I empathize with your plight as I am sure most do. The term bagholder is one that is used by many bashers to discredit many an investors decision to get into a stock at a price higher than the stock currently trades at.

In some cases, many investors get hyped and are left holding the bag. I have seen this many times. Companies with nothing to offer but a rising (often times manipulated) share price but with no strong business results or prospects are sold to the moon and crash just as fast.

There were many bagholders during the Moly, Uranium, and Coal manias the past two years. It is what pays the bills of the brokers who rely on volume and commissions.

But bagholding is not always a bad thing.

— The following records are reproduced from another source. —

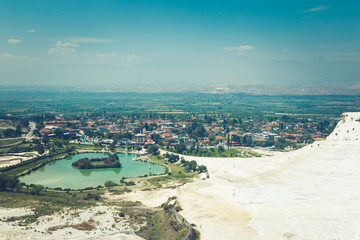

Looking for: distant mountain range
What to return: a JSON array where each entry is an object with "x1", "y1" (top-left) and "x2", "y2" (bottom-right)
[{"x1": 0, "y1": 81, "x2": 360, "y2": 95}]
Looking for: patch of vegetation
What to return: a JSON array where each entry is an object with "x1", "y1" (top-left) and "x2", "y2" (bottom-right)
[
  {"x1": 119, "y1": 205, "x2": 195, "y2": 240},
  {"x1": 0, "y1": 138, "x2": 24, "y2": 146},
  {"x1": 71, "y1": 154, "x2": 121, "y2": 169}
]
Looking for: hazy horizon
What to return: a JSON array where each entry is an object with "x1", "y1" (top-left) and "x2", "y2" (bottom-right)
[{"x1": 0, "y1": 0, "x2": 360, "y2": 90}]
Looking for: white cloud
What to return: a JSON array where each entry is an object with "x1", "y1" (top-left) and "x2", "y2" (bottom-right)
[
  {"x1": 302, "y1": 5, "x2": 329, "y2": 13},
  {"x1": 8, "y1": 39, "x2": 22, "y2": 44},
  {"x1": 96, "y1": 53, "x2": 117, "y2": 58},
  {"x1": 0, "y1": 53, "x2": 14, "y2": 58},
  {"x1": 0, "y1": 52, "x2": 39, "y2": 62},
  {"x1": 68, "y1": 37, "x2": 112, "y2": 43},
  {"x1": 222, "y1": 45, "x2": 255, "y2": 55},
  {"x1": 127, "y1": 55, "x2": 143, "y2": 62},
  {"x1": 48, "y1": 40, "x2": 79, "y2": 56},
  {"x1": 96, "y1": 52, "x2": 143, "y2": 63},
  {"x1": 61, "y1": 42, "x2": 79, "y2": 47}
]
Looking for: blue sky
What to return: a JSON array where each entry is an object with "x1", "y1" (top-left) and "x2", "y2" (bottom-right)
[{"x1": 0, "y1": 0, "x2": 360, "y2": 88}]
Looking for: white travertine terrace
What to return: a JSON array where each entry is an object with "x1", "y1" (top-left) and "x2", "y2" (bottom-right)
[{"x1": 178, "y1": 113, "x2": 360, "y2": 240}]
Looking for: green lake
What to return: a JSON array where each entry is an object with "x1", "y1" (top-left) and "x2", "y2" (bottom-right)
[{"x1": 20, "y1": 153, "x2": 166, "y2": 189}]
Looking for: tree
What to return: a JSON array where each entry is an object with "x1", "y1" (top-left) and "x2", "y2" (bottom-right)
[
  {"x1": 175, "y1": 143, "x2": 186, "y2": 154},
  {"x1": 35, "y1": 145, "x2": 45, "y2": 155},
  {"x1": 148, "y1": 145, "x2": 160, "y2": 155},
  {"x1": 32, "y1": 184, "x2": 44, "y2": 195},
  {"x1": 0, "y1": 174, "x2": 6, "y2": 191},
  {"x1": 5, "y1": 176, "x2": 20, "y2": 189},
  {"x1": 53, "y1": 128, "x2": 64, "y2": 138},
  {"x1": 104, "y1": 180, "x2": 116, "y2": 191},
  {"x1": 197, "y1": 165, "x2": 207, "y2": 173},
  {"x1": 218, "y1": 146, "x2": 225, "y2": 153}
]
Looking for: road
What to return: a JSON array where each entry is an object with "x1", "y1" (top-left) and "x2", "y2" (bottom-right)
[{"x1": 25, "y1": 122, "x2": 36, "y2": 141}]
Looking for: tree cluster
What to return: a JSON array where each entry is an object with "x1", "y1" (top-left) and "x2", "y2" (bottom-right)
[{"x1": 71, "y1": 155, "x2": 121, "y2": 169}]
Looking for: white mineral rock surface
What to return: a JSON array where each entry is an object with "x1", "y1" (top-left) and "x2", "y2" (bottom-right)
[{"x1": 178, "y1": 113, "x2": 360, "y2": 240}]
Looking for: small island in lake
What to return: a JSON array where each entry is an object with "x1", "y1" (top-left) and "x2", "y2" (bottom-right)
[{"x1": 71, "y1": 154, "x2": 121, "y2": 169}]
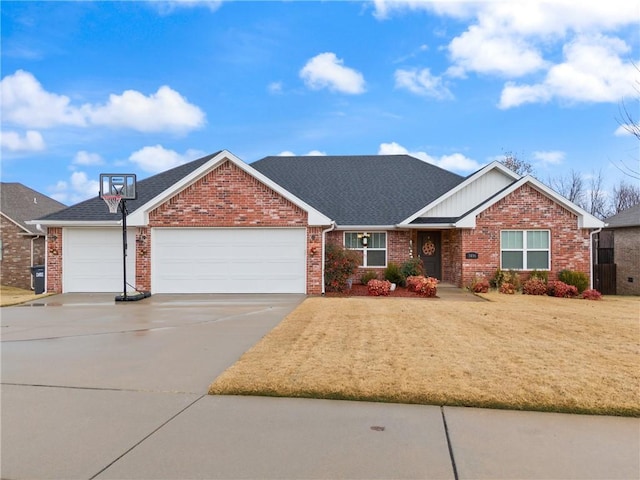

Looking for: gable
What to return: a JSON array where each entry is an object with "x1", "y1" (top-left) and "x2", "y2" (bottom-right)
[{"x1": 149, "y1": 160, "x2": 308, "y2": 227}]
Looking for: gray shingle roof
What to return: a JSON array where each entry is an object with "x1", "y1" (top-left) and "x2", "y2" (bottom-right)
[
  {"x1": 41, "y1": 152, "x2": 220, "y2": 221},
  {"x1": 251, "y1": 155, "x2": 464, "y2": 225},
  {"x1": 0, "y1": 182, "x2": 66, "y2": 235},
  {"x1": 605, "y1": 203, "x2": 640, "y2": 228}
]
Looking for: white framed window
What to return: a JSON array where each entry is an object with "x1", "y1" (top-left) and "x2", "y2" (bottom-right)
[
  {"x1": 500, "y1": 230, "x2": 551, "y2": 270},
  {"x1": 344, "y1": 232, "x2": 387, "y2": 267}
]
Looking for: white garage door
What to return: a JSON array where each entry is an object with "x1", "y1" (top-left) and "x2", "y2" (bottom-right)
[
  {"x1": 151, "y1": 228, "x2": 306, "y2": 293},
  {"x1": 62, "y1": 227, "x2": 136, "y2": 293}
]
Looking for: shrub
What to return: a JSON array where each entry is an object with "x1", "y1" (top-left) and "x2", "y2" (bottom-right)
[
  {"x1": 499, "y1": 282, "x2": 516, "y2": 295},
  {"x1": 522, "y1": 277, "x2": 547, "y2": 295},
  {"x1": 407, "y1": 275, "x2": 424, "y2": 292},
  {"x1": 582, "y1": 288, "x2": 602, "y2": 300},
  {"x1": 529, "y1": 270, "x2": 549, "y2": 283},
  {"x1": 470, "y1": 276, "x2": 489, "y2": 293},
  {"x1": 400, "y1": 258, "x2": 424, "y2": 279},
  {"x1": 558, "y1": 270, "x2": 589, "y2": 293},
  {"x1": 360, "y1": 270, "x2": 378, "y2": 285},
  {"x1": 384, "y1": 262, "x2": 405, "y2": 286},
  {"x1": 324, "y1": 244, "x2": 360, "y2": 292},
  {"x1": 367, "y1": 280, "x2": 391, "y2": 297},
  {"x1": 547, "y1": 280, "x2": 578, "y2": 298},
  {"x1": 415, "y1": 276, "x2": 438, "y2": 298}
]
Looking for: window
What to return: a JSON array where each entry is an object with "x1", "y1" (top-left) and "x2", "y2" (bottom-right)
[
  {"x1": 500, "y1": 230, "x2": 551, "y2": 270},
  {"x1": 344, "y1": 232, "x2": 387, "y2": 267}
]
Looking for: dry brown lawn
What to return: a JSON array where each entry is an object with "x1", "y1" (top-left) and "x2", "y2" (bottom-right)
[
  {"x1": 209, "y1": 293, "x2": 640, "y2": 416},
  {"x1": 0, "y1": 285, "x2": 51, "y2": 307}
]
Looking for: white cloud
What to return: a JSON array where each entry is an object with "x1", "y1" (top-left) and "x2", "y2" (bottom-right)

I was a bagholder with Noront from December 2006. In August 2007, many a bagholder with an average between .75 cents and $1.00 (the price at which the highest volume of shares were sold) thought they were left holding the bag when the stock dropped below .29 cents. For no reason other than the market correction. Gold and commodities were hot at this time and we were down 75% from six eight months earlier.

Now we are down 75% from six months earlier.

With a price of .80 cents, it might look like we are bagholders. But in reality we are shareholders.

As an original bagholder, I was fortunate to sell some the .18 cents shares for $4 and $5. (I missed out on the $7 both times). Now I am waiting to sell my $2.56 cents shares for a better price.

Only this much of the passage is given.